Egg Farm hearing

Bouse resident Kirby Wise (left) expresses his concerns over a proposed new egg farm at a public hearing held Aug. 5 at the Bouse Community Center. Listening to his comments were Bill Lichtenberg (seated, left) and Naveen D. Savarirayan from the Arizona Department of Environmental Quality.

Some Bouse residents had comments about a proposed second egg farm near their community. Most of the concerns expressed at a public hearing Aug. 5 had to do with odors from the existing facility they claim make it difficult to breathe. There were also concerns over dust from truck traffic and wear and tear on area roads.

The public hearing was part of the process of the Arizona Department of Environmental Quality issuing a Class II Air Quality Permit for Rose Acre Farms’ Desert Valley Egg Farm. The meeting was held at the Bouse Community Center and was presided over by Naveen D. Savarirayan, manager of ADEQ’s Air Permits Unit, and Bill Lichtenberg, ADOT Engineer.

Savarirayan and Licthenberg said they were there to hear public comments on the Air Quality Permit, and they were not allowed to address any questions during the hearing.

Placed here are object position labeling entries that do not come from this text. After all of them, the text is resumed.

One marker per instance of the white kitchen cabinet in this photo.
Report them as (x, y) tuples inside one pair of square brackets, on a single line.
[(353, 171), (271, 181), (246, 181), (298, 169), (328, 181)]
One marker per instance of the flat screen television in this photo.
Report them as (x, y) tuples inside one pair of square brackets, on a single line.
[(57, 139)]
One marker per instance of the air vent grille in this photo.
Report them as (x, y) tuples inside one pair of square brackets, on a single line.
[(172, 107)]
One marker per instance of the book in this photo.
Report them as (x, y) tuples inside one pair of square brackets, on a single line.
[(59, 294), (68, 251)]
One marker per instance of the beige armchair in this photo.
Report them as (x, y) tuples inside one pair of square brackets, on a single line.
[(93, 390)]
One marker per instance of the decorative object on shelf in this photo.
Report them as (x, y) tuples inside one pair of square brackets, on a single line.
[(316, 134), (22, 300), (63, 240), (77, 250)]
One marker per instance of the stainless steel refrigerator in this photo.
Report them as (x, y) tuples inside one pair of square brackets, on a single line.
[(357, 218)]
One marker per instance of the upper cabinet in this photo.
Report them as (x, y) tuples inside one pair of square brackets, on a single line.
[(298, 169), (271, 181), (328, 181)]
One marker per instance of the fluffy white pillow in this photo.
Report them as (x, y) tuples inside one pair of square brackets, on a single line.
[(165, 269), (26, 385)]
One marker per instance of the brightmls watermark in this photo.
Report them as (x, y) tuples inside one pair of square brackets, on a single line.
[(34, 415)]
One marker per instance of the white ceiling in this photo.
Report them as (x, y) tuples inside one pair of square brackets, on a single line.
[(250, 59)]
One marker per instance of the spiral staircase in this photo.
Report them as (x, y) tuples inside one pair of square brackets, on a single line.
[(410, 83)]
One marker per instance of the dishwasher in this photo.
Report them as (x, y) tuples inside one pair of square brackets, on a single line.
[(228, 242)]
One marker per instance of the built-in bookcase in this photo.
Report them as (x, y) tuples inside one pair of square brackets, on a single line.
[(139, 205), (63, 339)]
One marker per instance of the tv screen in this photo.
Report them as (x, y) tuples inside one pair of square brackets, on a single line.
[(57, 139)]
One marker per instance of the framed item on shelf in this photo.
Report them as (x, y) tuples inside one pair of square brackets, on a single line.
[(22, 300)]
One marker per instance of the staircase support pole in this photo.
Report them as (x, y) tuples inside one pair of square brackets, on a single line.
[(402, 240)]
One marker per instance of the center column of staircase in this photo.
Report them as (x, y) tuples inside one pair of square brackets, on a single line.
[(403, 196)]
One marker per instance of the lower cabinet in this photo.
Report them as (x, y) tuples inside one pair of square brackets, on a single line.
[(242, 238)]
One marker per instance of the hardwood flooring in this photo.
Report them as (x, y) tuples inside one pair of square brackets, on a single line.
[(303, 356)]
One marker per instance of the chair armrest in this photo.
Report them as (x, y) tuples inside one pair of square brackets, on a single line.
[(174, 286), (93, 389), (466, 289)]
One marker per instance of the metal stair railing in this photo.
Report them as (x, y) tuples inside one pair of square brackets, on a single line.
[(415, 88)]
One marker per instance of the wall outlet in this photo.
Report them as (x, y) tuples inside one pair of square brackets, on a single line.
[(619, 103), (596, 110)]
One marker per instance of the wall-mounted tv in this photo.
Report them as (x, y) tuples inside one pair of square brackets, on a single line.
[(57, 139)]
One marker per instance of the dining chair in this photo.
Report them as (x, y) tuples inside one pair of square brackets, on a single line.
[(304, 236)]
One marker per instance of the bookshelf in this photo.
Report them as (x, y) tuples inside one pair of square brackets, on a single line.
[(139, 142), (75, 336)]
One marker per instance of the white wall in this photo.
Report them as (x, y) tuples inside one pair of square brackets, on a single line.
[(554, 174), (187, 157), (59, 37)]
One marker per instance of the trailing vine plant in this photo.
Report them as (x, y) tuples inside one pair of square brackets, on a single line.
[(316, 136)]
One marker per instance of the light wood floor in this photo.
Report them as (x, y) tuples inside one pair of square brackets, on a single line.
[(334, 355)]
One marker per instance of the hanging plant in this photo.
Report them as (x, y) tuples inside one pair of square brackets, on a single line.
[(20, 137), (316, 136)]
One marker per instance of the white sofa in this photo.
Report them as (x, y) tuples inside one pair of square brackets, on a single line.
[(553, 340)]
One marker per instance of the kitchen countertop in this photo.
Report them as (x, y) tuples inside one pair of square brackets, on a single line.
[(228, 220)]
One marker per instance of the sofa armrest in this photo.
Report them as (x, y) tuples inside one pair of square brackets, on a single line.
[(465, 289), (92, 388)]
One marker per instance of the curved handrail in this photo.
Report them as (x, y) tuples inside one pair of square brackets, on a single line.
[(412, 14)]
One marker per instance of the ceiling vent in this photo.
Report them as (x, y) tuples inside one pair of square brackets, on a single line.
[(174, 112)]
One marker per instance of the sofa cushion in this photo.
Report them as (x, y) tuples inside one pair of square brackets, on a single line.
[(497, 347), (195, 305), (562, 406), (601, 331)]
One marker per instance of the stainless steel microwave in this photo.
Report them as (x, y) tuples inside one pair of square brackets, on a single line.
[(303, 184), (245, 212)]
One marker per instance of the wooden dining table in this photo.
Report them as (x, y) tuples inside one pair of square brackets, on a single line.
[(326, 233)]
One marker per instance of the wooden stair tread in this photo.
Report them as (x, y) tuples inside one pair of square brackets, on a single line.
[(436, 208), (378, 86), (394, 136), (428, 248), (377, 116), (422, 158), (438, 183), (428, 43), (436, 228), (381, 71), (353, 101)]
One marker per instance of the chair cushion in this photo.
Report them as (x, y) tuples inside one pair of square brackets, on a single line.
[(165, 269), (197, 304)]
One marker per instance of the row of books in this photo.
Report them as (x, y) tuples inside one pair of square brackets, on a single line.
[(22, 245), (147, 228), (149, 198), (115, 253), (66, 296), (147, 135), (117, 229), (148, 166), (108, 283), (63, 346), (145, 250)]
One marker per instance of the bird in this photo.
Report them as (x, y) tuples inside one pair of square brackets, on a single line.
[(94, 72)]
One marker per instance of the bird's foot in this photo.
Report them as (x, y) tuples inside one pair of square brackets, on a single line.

However, they said they would be glad to discuss concerns with members of the audience once the hearing was over. They added that, by law, ADEQ must consider all comments in the decision to issue the permit.

This is the second egg farm Rose Acre Farms wants to operate in La Paz County.

One of the first concerns raised was the location. Some people in the audience said they didn’t know where the facility would be, although the mailing address listed it as Salome. They said ADEQ should have provided a map showing where the location would be.

The location, 52749 68th Street, is approximately six miles southeast of Rose Acre Farms’ current egg farm off State Route 72 near Utting. The new farm will be located off McVey Road, west of SR 72.

Resident Kirby Wise said the odors were bad, and he didn’t move to the area to have industry pollute the air.

“Only a crazy person would want to live here now,” he said.

Wise said the odors make it difficult to breathe at times. He said he basically wants to be left alone, but he was very concerned because they were interfering with his health and the health of his family.

Wise said Rose Acre Farms is a corporation out to make money, and the government is run by corporations.

“All they care about is money,” he said.

Ken Schwagel said he had up to 100 vehicles pass his home each day. He said the county is no longer watering the road, and there is a lot of dust.

Nance Franklin said she lives close to Wise, and she shares his concerns. She said Rose Acre Farms has improved their air quality, but there are still odors. She said this leads to her having trouble breathing.

Robert Brown said he lives on County Road 41-and-a-half, close to Wise and Franklin. He said he also found it difficult to breathe because of the odors. He said Rose Acre Farms needs to build a new filtration system before they build a new egg farm.

Savarirayan and Licthenberg spoke with the residents following the hearing. They told them to document cases incidents of bad odors, and said ADEQ would come out to investigate them.

Rose Acre Farms first egg farm in La Paz County, the Lone Cactus Egg Farm, is located south of Bouse on SR 72. It received its Class II Air Quality Permit on Nov. 19, 2018. It expires on Nov. 18, 2023.

Rose Acre Farms had to meet several stipulations to have the permit approved. To deal with odors from chicken manure, they must operate an in-house manure drying system at all times. Within 72 hours after removing manure from a laying house, the manure must be removed from the facility or covered with weather-proof covering.

As for dust from the facility, ADEQ required Rose Acre Farms use water and chemical dust suppressants on unpaved roads in their facility, and that they impose a 10 mph speed limit. ADEQ also said they would investigate complaints of excessive dust or speed by any vehicles.

Rose Acre Farms, which is based in Seymour, Ind., is the second largest egg producer in the United States. Their brands include Eggland’s Best. They employ 2,000 people nationwide. Their egg farms south of Bouse are the largest economic development La Paz County has ever seen. In December 2018, they opened a new grain terminal and a railroad spur to the Lone Cactus Egg Farm.

The efforts at getting Rose Acre Farms to locate in La Paz County were led by Skip Becker of the La Paz Economic Development Corporation. Arizona Public Service sold their property for the egg farm. The Arizona & California Railroad was also very much involved in the process.